Don't spread poison about your ex. If you are telling everyone you see about what a terrible person your ex is, you are actually doing your own cause more harm than that of the other person. You may have been treated very badly, but keep the discussions on this limited to your mother, your best friend and possibly a therapist. Venting to strangers at the bus stop, to colleagues or to people on the edges of your social circle will not make you feel better – you will only be revisiting all that bitterness.
Don't go into strings of rebound relationships. OK, this is tempting, because your ego has probably taken a serious denting, but you need to lick your wounds first. On your own. You need to come to terms with what has happened and to redefine your goals and values. This cannot be done if you're juggling three new relationships. If there is an element of indecent haste to the new liaison you're embroiled in, it could be that you are running away from yourself and your own issues. Give yourself time to get to terms with what has happened.
Don't neglect your appearance. By looking terrible, you are not doing yourself any favours. How we look, often determines how we feel. Just see what a bath or a new hairstyle or a nice new piece of clothing can do for our state of mind. Get some exercise, lose weight if you need to – just remember you are single again. And who knows what interesting new people may be just round the corner?
Don't make radical job changes.
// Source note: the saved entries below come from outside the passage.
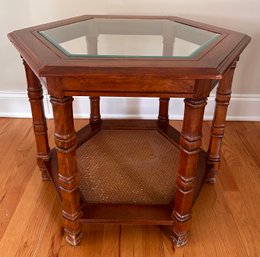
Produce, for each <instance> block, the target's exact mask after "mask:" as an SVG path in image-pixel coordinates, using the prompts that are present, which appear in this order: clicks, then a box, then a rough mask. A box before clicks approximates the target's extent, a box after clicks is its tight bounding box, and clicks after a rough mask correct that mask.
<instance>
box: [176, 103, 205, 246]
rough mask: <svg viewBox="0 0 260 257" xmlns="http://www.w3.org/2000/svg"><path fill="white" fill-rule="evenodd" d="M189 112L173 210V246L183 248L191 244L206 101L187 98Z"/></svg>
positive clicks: (181, 148)
mask: <svg viewBox="0 0 260 257" xmlns="http://www.w3.org/2000/svg"><path fill="white" fill-rule="evenodd" d="M184 102H185V112H184V120H183V127H182V132H181V137H180V150H181V152H180V163H179V168H178V174H177V179H176V193H175V202H174V208H173V219H174V226H173V227H172V238H173V243H174V244H175V245H176V246H177V247H179V246H182V245H184V244H186V243H187V241H188V234H189V229H190V226H191V209H192V202H193V201H192V200H193V194H194V189H195V183H196V172H197V164H198V156H199V152H200V146H201V131H202V122H203V114H204V109H205V105H206V99H203V100H198V101H197V100H192V99H185V101H184Z"/></svg>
The temptation is great to make radical changes in many areas of your life. After all, you've just been through one. But, do remember that this is not the time for radical changes. Any change is a shock to the system and trying to deal with two or three at the same time will be no mean feat. Stick to the familiar things in your life for the time being. Stay in your job, don't move if you can help it and don't relocate to another town or city immediately. Unless you live in a small town and your ex-spouse and new partner seem to be everywhere.
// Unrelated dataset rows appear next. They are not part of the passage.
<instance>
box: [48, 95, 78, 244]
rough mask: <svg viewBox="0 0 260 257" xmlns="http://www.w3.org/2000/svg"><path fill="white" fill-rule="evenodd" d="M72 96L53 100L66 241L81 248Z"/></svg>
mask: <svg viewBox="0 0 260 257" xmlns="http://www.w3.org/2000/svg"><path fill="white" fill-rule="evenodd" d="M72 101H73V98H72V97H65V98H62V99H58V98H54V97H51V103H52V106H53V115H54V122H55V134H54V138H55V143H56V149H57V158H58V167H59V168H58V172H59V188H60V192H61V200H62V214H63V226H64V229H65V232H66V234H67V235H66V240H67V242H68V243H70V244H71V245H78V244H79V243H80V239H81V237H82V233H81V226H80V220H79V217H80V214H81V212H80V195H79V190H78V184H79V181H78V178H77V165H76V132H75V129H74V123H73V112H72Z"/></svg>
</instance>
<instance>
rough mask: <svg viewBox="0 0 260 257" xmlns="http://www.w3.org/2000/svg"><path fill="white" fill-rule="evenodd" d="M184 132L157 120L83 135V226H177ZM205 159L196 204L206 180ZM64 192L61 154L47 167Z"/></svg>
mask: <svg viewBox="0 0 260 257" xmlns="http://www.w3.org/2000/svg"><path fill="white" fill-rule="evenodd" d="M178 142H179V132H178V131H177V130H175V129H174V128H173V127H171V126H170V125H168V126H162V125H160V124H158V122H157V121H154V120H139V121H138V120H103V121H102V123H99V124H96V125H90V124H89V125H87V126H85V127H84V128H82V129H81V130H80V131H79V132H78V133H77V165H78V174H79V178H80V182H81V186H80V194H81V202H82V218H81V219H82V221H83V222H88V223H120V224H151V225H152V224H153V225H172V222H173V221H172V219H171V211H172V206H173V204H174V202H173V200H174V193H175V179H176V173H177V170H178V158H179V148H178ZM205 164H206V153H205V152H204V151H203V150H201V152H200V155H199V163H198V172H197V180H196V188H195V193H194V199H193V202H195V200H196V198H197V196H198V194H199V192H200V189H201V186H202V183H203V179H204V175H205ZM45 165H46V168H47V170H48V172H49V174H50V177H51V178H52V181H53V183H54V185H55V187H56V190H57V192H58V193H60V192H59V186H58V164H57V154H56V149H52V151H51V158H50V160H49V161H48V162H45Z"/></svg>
Don't expect mutual friends to choose sides. Once again, this is a very normal thing to do. But do remember that friends you had as a couple were friends to both of you. And may remain so. There will be those who do choose your side, but don't expect it of everyone. And rest assured, that if your ex is really as grim as you make him/her out to be, the friends are sure to find it out sooner or later.
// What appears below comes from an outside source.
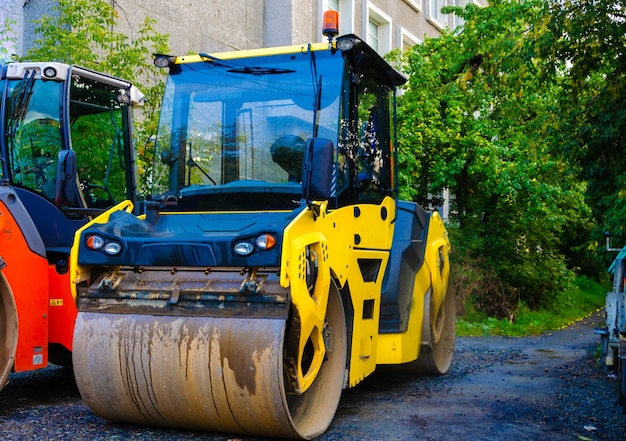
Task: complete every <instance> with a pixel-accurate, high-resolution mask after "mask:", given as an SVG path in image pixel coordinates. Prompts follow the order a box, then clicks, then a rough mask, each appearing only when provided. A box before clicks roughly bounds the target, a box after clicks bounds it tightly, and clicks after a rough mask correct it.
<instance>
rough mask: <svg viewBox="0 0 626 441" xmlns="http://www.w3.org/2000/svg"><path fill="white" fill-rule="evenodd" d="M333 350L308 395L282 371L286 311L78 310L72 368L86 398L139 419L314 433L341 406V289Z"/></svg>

Don't try and find out about his/her new life. We are all naturally curious, but driving past your ex's house, phoning him/her constantly, trying to fish out details from mutual friends or even worse, following him/her around, will not bring you any happiness. On the contrary, obsessing about your ex's doings will only stop you from focusing on your own life and getting on with things. If there are things you need to know, you will find out without your having to ferret them out.
Don't avoid counselling. Getting divorced is a huge shock to the system. Everyone in these circumstances can benefit from a few sessions with a counsellor. If you feel you've been hard-done-by, you'll need to get it off your chest. If you're the one who instigated the divorce, there could be all sorts of unresolved feelings surrounding that. Go and speak to someone about the partners you choose and how you conduct relationships. Sort this out while you can, otherwise you might just be heading for a second divorce.